But the difference is not solely attributable to the presence of retrograde nationalists who do not want to acknowledge that their country did shameful things in the past. It is also the case that Japan's geographic situation is different from Germany's. The borders in Europe are settled. Not so in Asia. China is flexing its nascent naval muscles. Japan is figuring out how to respond. North Korea remains a bellicose foe, both for Japan and South Korea. 

The rise of a patriotism would actually be in America's interest if it prompted Japan to take a more assertive role in trying to balance Chinese military power. But the route that nationalists in Japan are following is a losing one. To remain in denial over Japanese crimes is not likely to induce Japan's neighbors to cooperate with it in confronting China. Rather, Japan simply continues to antagonize South Korea. And its neighbors have become expert at using Japan's periodic, half-hearted apologies to portray it in the worst light possible.
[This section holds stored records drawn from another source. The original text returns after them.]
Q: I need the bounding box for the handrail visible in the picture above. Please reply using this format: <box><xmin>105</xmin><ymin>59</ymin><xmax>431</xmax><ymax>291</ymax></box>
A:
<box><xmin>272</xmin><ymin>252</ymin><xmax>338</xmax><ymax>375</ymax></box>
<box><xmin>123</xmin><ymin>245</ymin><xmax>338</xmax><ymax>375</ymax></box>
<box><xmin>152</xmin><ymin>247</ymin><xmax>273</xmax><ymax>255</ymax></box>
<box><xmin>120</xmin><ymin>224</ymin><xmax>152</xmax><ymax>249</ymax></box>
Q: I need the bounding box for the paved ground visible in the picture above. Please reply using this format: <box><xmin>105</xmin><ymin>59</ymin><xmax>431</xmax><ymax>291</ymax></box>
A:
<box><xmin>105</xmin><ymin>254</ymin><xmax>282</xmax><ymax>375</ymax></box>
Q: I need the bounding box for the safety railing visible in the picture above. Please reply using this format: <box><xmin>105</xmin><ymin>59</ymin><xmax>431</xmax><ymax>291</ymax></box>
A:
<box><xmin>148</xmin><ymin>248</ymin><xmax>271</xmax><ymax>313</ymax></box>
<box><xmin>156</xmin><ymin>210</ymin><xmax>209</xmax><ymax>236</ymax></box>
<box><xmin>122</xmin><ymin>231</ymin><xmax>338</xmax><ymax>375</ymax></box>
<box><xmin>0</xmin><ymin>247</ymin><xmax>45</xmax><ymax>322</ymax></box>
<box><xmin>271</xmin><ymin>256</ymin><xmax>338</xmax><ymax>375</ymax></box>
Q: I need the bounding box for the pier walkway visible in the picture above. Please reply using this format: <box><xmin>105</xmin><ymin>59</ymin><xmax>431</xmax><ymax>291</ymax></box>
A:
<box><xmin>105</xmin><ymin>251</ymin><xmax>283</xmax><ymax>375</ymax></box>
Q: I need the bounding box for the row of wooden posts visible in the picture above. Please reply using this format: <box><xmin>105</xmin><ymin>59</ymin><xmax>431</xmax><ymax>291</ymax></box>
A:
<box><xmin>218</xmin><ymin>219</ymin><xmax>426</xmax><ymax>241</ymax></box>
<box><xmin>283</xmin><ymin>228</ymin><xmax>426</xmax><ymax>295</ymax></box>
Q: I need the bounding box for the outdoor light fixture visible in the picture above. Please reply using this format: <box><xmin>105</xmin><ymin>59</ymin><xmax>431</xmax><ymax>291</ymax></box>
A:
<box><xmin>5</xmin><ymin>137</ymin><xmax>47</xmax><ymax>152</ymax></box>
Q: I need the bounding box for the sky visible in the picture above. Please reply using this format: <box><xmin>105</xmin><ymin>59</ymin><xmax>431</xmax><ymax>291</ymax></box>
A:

After all, China, which murdered tens of millions of its own citizens, while leaping forward under Mao, does not exactly have great moral standing, either.

To what degree Japan's flirtation with nationalism is also simply an act of romantic vanity is another question. Can anyone seriously expect a society of pensioners, which is what Japan is rapidly becoming, to embark upon a new quest for Weltmacht, or world power? Tokyo would do better to focus on how it can counter China's growing might. Indulging in nationalism is a frivolous luxury that will not accomplish that goal.